Weaverville – On a sunny June morning, Reems Creek Nursery farmhands in masks and bright T-shirts that said “We are Plant People” loaded hundreds of tomato plants onto a farm truck, calling off the variety names: “Two flats of Cherokee Purple!” “Mortgage Lifter!” and “Two more Big Boys!”
In an innovative effort to curb food waste and bolster self-reliance, those tomatoes along with squash, cucumber, melons and herb plants were destined for Beacon of Hope food pantry in Marshall.
Every spring, nurseries and farms raise vegetable plants, called “starts” for sale at farmers’ markets and shops, cramming their greenhouses with spring garden crops like lettuces and cabbage, then summer-season crops like Reems Creek’s tomatoes, squash, melons and herbs.
By June, planting season is over, but there are veggies left in local greenhouses – some over-tall, lanky and yellow – hungry to be planted.
On many farms, those unsellable starts would have wound up in compost bins and dumpsters.
This spring, several farms, including Reems Creek, donated their remaining vegetable plants to Beacon of Hope. The wider community – even food pantry clients – contributed starts too, altogether giving out an estimated 5,200 since early May.
Taking a break from a Friday afternoon food distribution, Beacon of Hope Executive Director and CEO, Jessie Koontz, in sparkly turquoise paisley and unflagging enthusiasm, is standing in the shade of the food pantry building that is landscaped with rosemary bushes and strawberries.
Koontz says that, in this pandemic year, those donations may be more critical than ever.
In the wake of COVID-19 job loss and school closings, food pantries across the 16 western North Carolina counties have added nearly 30,000 clients to their monthly rolls rocketing the number of people seeking food in the region to nearly 100,000, and that’s reflected locally.
“Beacon had gone from serving 689 families in February to 987 by the end of April,” said Koontz. “These starts have been offered, free of charge, to those families – that’s more than 2,500 individuals – that we serve each month, as well as to the community at large.”
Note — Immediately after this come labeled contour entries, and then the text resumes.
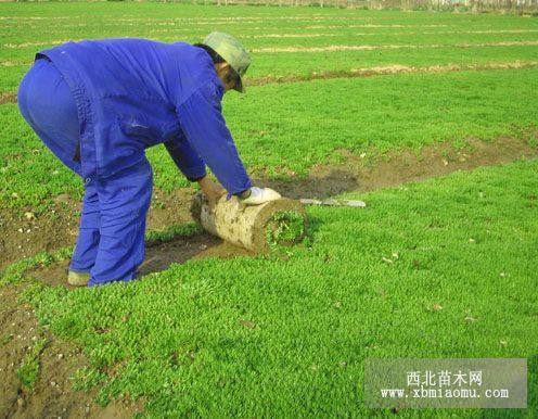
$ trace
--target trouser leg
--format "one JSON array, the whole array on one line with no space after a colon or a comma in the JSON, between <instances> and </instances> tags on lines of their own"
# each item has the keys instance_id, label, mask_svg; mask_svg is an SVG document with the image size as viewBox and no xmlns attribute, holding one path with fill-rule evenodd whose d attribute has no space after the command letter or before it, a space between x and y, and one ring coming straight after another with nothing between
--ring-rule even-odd
<instances>
[{"instance_id":1,"label":"trouser leg","mask_svg":"<svg viewBox=\"0 0 538 419\"><path fill-rule=\"evenodd\" d=\"M144 259L145 216L153 188L150 163L144 158L94 181L101 214L100 241L89 285L129 281Z\"/></svg>"},{"instance_id":2,"label":"trouser leg","mask_svg":"<svg viewBox=\"0 0 538 419\"><path fill-rule=\"evenodd\" d=\"M44 145L69 169L81 175L74 161L79 142L79 122L75 100L62 74L49 61L38 60L18 87L22 115ZM85 185L80 228L69 269L89 272L99 245L99 199L94 182Z\"/></svg>"},{"instance_id":3,"label":"trouser leg","mask_svg":"<svg viewBox=\"0 0 538 419\"><path fill-rule=\"evenodd\" d=\"M77 244L69 265L76 272L89 272L93 267L100 240L101 215L95 181L88 182L85 188Z\"/></svg>"}]
</instances>

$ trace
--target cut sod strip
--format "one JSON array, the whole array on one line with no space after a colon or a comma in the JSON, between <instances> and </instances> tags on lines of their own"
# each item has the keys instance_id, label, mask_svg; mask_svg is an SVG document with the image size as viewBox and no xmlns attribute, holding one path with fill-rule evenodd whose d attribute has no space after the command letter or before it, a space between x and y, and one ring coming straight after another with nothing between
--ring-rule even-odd
<instances>
[{"instance_id":1,"label":"cut sod strip","mask_svg":"<svg viewBox=\"0 0 538 419\"><path fill-rule=\"evenodd\" d=\"M366 417L367 357L527 357L534 392L537 173L518 162L343 196L368 201L360 211L309 207L309 242L286 258L26 295L88 354L80 385L103 404L143 396L150 416Z\"/></svg>"}]
</instances>

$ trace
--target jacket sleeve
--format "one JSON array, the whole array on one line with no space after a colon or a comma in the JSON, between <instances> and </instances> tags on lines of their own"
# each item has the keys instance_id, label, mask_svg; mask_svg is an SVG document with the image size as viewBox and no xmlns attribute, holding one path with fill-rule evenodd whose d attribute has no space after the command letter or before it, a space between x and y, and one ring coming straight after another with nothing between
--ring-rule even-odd
<instances>
[{"instance_id":1,"label":"jacket sleeve","mask_svg":"<svg viewBox=\"0 0 538 419\"><path fill-rule=\"evenodd\" d=\"M165 147L176 166L191 182L202 179L206 175L204 161L200 158L187 139L175 138L166 141Z\"/></svg>"},{"instance_id":2,"label":"jacket sleeve","mask_svg":"<svg viewBox=\"0 0 538 419\"><path fill-rule=\"evenodd\" d=\"M177 107L181 128L194 151L229 194L243 192L252 182L222 116L222 88L208 81Z\"/></svg>"}]
</instances>

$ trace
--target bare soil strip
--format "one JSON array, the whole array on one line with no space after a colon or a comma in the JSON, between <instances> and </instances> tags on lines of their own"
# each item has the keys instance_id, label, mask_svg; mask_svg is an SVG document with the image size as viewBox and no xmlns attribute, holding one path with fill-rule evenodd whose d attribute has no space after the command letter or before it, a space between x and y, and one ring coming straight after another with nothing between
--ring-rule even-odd
<instances>
[{"instance_id":1,"label":"bare soil strip","mask_svg":"<svg viewBox=\"0 0 538 419\"><path fill-rule=\"evenodd\" d=\"M374 51L374 50L398 50L398 49L441 49L441 48L487 48L487 47L516 47L516 46L538 46L538 40L529 41L500 41L484 43L428 43L428 45L361 45L361 46L326 46L326 47L282 47L282 48L255 48L251 52L265 53L289 53L289 52L338 52L338 51ZM28 61L0 61L3 67L29 66Z\"/></svg>"},{"instance_id":2,"label":"bare soil strip","mask_svg":"<svg viewBox=\"0 0 538 419\"><path fill-rule=\"evenodd\" d=\"M191 31L192 29L153 29L151 33L170 33L175 34L177 31ZM259 34L259 35L239 35L239 39L279 39L279 38L335 38L335 37L350 37L350 36L404 36L404 35L472 35L472 34L535 34L538 29L499 29L499 30L441 30L441 31L399 31L390 34L380 34L380 33L354 33L354 34L341 34L341 33L309 33L309 34ZM3 48L9 49L20 49L27 47L44 47L44 46L56 46L65 43L67 41L80 41L82 39L53 39L49 41L37 41L37 42L21 42L21 43L3 43Z\"/></svg>"},{"instance_id":3,"label":"bare soil strip","mask_svg":"<svg viewBox=\"0 0 538 419\"><path fill-rule=\"evenodd\" d=\"M466 71L486 71L486 69L522 69L522 68L536 68L538 61L514 61L507 63L484 63L484 64L469 64L469 65L428 65L428 66L408 66L401 64L351 68L343 71L329 71L312 73L304 76L286 75L286 76L268 76L258 77L245 80L245 86L265 86L270 84L284 84L310 80L325 80L332 78L355 78L355 77L372 77L372 76L386 76L407 73L451 73L451 72L466 72ZM0 104L16 102L16 92L8 91L0 93Z\"/></svg>"},{"instance_id":4,"label":"bare soil strip","mask_svg":"<svg viewBox=\"0 0 538 419\"><path fill-rule=\"evenodd\" d=\"M451 72L466 72L466 71L486 71L486 69L521 69L521 68L536 68L538 61L514 61L507 63L484 63L484 64L469 64L469 65L428 65L428 66L408 66L401 64L351 68L346 71L330 71L312 73L305 76L287 75L280 77L259 77L255 79L246 79L246 86L264 86L278 82L296 82L296 81L310 81L319 79L331 78L355 78L355 77L371 77L371 76L386 76L406 73L451 73Z\"/></svg>"},{"instance_id":5,"label":"bare soil strip","mask_svg":"<svg viewBox=\"0 0 538 419\"><path fill-rule=\"evenodd\" d=\"M454 170L508 163L522 156L534 157L538 155L538 150L528 144L528 139L537 135L538 129L523 139L499 138L491 142L471 139L469 147L460 151L450 144L435 144L424 147L420 155L412 151L395 151L383 158L373 154L360 157L341 150L338 152L345 156L346 163L313 167L307 178L292 176L294 179L291 182L268 180L262 174L253 174L253 178L256 185L273 187L285 196L322 199L347 191L364 192ZM192 189L178 189L170 194L156 192L149 214L149 229L159 230L174 224L191 221L189 206L193 193ZM74 244L80 203L60 195L51 206L47 214L30 219L25 213L31 212L31 208L0 211L0 269L25 256ZM164 247L157 245L154 254L149 251L149 258L169 255L163 256L162 261L154 261L150 271L168 266L171 262L184 262L192 256L233 255L238 252L206 234L196 239L196 244L201 246L198 250L185 245L193 240L191 238L178 240L176 244L179 247L171 247L171 251L165 251L165 247L174 245L174 242L164 244ZM174 261L174 257L177 259Z\"/></svg>"},{"instance_id":6,"label":"bare soil strip","mask_svg":"<svg viewBox=\"0 0 538 419\"><path fill-rule=\"evenodd\" d=\"M514 47L538 46L538 40L530 41L499 41L483 43L430 43L430 45L380 45L380 46L326 46L326 47L282 47L282 48L255 48L252 52L333 52L333 51L373 51L386 49L439 49L439 48L485 48L485 47Z\"/></svg>"}]
</instances>

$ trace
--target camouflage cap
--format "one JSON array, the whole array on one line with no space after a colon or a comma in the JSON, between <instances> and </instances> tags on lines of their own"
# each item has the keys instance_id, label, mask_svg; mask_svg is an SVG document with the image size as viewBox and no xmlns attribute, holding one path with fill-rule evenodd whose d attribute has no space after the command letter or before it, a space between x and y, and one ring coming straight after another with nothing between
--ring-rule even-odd
<instances>
[{"instance_id":1,"label":"camouflage cap","mask_svg":"<svg viewBox=\"0 0 538 419\"><path fill-rule=\"evenodd\" d=\"M210 33L202 43L210 47L217 54L222 56L239 74L239 84L234 89L244 92L242 78L251 65L251 55L243 46L231 35L221 31Z\"/></svg>"}]
</instances>

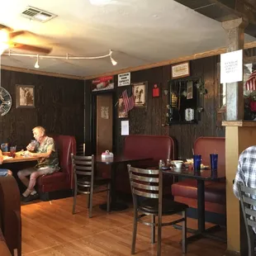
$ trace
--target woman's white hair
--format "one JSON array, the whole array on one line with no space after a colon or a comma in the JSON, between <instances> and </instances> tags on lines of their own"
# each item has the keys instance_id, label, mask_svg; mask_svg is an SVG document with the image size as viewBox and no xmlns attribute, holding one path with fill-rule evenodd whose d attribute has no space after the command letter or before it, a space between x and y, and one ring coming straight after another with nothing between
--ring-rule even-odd
<instances>
[{"instance_id":1,"label":"woman's white hair","mask_svg":"<svg viewBox=\"0 0 256 256\"><path fill-rule=\"evenodd\" d=\"M43 136L45 135L45 129L43 126L36 126L33 128L32 131L34 131L35 130L39 130L43 134Z\"/></svg>"}]
</instances>

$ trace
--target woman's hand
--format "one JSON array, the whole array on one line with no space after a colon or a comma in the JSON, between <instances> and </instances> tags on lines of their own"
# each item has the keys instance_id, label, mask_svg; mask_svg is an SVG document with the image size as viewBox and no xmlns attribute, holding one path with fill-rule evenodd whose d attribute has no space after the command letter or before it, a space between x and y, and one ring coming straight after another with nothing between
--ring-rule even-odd
<instances>
[{"instance_id":1,"label":"woman's hand","mask_svg":"<svg viewBox=\"0 0 256 256\"><path fill-rule=\"evenodd\" d=\"M26 149L28 151L34 151L36 148L35 145L32 145L31 143L30 143L27 146L26 146Z\"/></svg>"}]
</instances>

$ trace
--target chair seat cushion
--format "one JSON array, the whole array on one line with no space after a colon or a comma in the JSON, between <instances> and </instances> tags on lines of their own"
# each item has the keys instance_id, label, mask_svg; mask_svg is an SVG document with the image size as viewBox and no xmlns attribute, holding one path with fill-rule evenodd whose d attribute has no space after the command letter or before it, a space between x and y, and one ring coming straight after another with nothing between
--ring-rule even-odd
<instances>
[{"instance_id":1,"label":"chair seat cushion","mask_svg":"<svg viewBox=\"0 0 256 256\"><path fill-rule=\"evenodd\" d=\"M188 206L178 201L163 199L163 215L171 215L185 211ZM145 211L150 214L158 214L159 212L159 200L158 199L145 199L143 200L138 207L139 211Z\"/></svg>"},{"instance_id":2,"label":"chair seat cushion","mask_svg":"<svg viewBox=\"0 0 256 256\"><path fill-rule=\"evenodd\" d=\"M186 179L172 185L172 194L176 197L197 199L197 183ZM225 204L225 183L205 182L205 201Z\"/></svg>"},{"instance_id":3,"label":"chair seat cushion","mask_svg":"<svg viewBox=\"0 0 256 256\"><path fill-rule=\"evenodd\" d=\"M93 179L94 185L107 184L111 182L110 178L95 177ZM78 178L78 185L89 185L91 183L91 177L83 177Z\"/></svg>"},{"instance_id":4,"label":"chair seat cushion","mask_svg":"<svg viewBox=\"0 0 256 256\"><path fill-rule=\"evenodd\" d=\"M51 174L40 176L36 183L39 186L50 183L66 183L68 181L68 173L64 172L56 172Z\"/></svg>"}]
</instances>

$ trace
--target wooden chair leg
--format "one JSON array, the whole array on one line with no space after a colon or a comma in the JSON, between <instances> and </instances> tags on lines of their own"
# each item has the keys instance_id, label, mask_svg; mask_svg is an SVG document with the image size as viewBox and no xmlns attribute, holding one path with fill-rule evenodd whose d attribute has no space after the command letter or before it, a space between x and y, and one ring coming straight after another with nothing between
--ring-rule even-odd
<instances>
[{"instance_id":1,"label":"wooden chair leg","mask_svg":"<svg viewBox=\"0 0 256 256\"><path fill-rule=\"evenodd\" d=\"M77 204L77 195L78 195L78 187L74 187L74 191L73 191L73 210L72 210L72 214L75 214L75 206Z\"/></svg>"},{"instance_id":2,"label":"wooden chair leg","mask_svg":"<svg viewBox=\"0 0 256 256\"><path fill-rule=\"evenodd\" d=\"M111 192L111 183L109 183L107 184L107 211L109 212L110 211L110 192Z\"/></svg>"},{"instance_id":3,"label":"wooden chair leg","mask_svg":"<svg viewBox=\"0 0 256 256\"><path fill-rule=\"evenodd\" d=\"M152 215L151 244L155 243L155 216Z\"/></svg>"},{"instance_id":4,"label":"wooden chair leg","mask_svg":"<svg viewBox=\"0 0 256 256\"><path fill-rule=\"evenodd\" d=\"M183 254L187 253L187 213L186 211L183 211L183 217L184 221L183 221Z\"/></svg>"},{"instance_id":5,"label":"wooden chair leg","mask_svg":"<svg viewBox=\"0 0 256 256\"><path fill-rule=\"evenodd\" d=\"M89 218L92 218L92 195L93 195L93 186L92 185L91 189L90 189Z\"/></svg>"},{"instance_id":6,"label":"wooden chair leg","mask_svg":"<svg viewBox=\"0 0 256 256\"><path fill-rule=\"evenodd\" d=\"M87 207L90 207L90 194L88 194L87 196Z\"/></svg>"},{"instance_id":7,"label":"wooden chair leg","mask_svg":"<svg viewBox=\"0 0 256 256\"><path fill-rule=\"evenodd\" d=\"M162 244L162 216L158 218L158 252L157 256L161 256L161 244Z\"/></svg>"},{"instance_id":8,"label":"wooden chair leg","mask_svg":"<svg viewBox=\"0 0 256 256\"><path fill-rule=\"evenodd\" d=\"M133 217L133 231L132 231L132 243L131 243L131 254L135 254L135 243L136 243L136 235L137 235L137 210L134 211L134 217Z\"/></svg>"}]
</instances>

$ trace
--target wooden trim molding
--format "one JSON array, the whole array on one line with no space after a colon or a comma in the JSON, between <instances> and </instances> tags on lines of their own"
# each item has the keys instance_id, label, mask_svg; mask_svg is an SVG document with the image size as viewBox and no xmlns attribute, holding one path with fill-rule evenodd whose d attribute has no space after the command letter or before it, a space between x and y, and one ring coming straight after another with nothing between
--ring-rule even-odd
<instances>
[{"instance_id":1,"label":"wooden trim molding","mask_svg":"<svg viewBox=\"0 0 256 256\"><path fill-rule=\"evenodd\" d=\"M225 254L223 256L240 256L241 254L239 252L234 252L230 250L225 250Z\"/></svg>"},{"instance_id":2,"label":"wooden trim molding","mask_svg":"<svg viewBox=\"0 0 256 256\"><path fill-rule=\"evenodd\" d=\"M40 74L40 75L46 75L46 76L50 76L50 77L63 78L69 78L69 79L84 80L84 77L79 77L79 76L64 74L64 73L59 73L38 71L38 70L34 70L34 69L5 66L5 65L1 65L1 69L16 71L16 72L29 73L36 73L36 74Z\"/></svg>"},{"instance_id":3,"label":"wooden trim molding","mask_svg":"<svg viewBox=\"0 0 256 256\"><path fill-rule=\"evenodd\" d=\"M244 44L244 49L250 49L250 48L254 48L256 47L256 40L245 43ZM120 70L115 70L112 72L107 72L103 73L99 73L99 74L95 74L95 75L91 75L91 76L86 76L85 79L89 80L102 76L108 76L108 75L115 75L118 73L127 73L127 72L134 72L134 71L139 71L139 70L143 70L143 69L152 69L152 68L157 68L160 66L166 66L166 65L170 65L173 64L178 64L181 62L186 62L192 59L202 59L202 58L206 58L206 57L211 57L211 56L216 56L216 55L220 55L221 54L224 54L226 52L226 47L223 48L219 48L216 50L207 50L202 53L198 53L192 55L187 55L187 56L183 56L183 57L179 57L176 59L172 59L168 60L164 60L164 61L160 61L160 62L156 62L149 64L145 64L145 65L141 65L138 67L130 67L130 68L126 68Z\"/></svg>"},{"instance_id":4,"label":"wooden trim molding","mask_svg":"<svg viewBox=\"0 0 256 256\"><path fill-rule=\"evenodd\" d=\"M256 127L256 121L224 121L222 126Z\"/></svg>"}]
</instances>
She talks about the pandemic’s silver lining too that’s found in the nutrition and self-sufficiency of fresh produce, gardening and the collaboration behind the starts effort.
“Everybody’s been talking about Victory Gardens – people getting chickens for the first time or pigs. Our food supply chain was all wonky in the beginning. And everybody was staying home anyway, so why not work on being more self-sufficient? It’s a good year for it when there’s a horrible pandemic!”
The plan to provide the starts began modestly. The Marshall Native Gardens Initiative, because of the pandemic, couldn’t hold their annual plant sale. They set up a table to offer two plants per family at Beacon.
But then it just kept growing, Koontz said, and other farms and gardens saw the effort and joined in.
“Now we’ve pretty much flooded Madison County, if not parts of Buncombe and Yancy, with garden starts. Which is awesome!”
A lot of people have been really grateful because spring rains have caused garden failures and people who never gardened before can put plants in pots, and getting free starts is great, she said.
Providing vegetable plants is an innovative way to get food into the hands and mouths of food-insecure people.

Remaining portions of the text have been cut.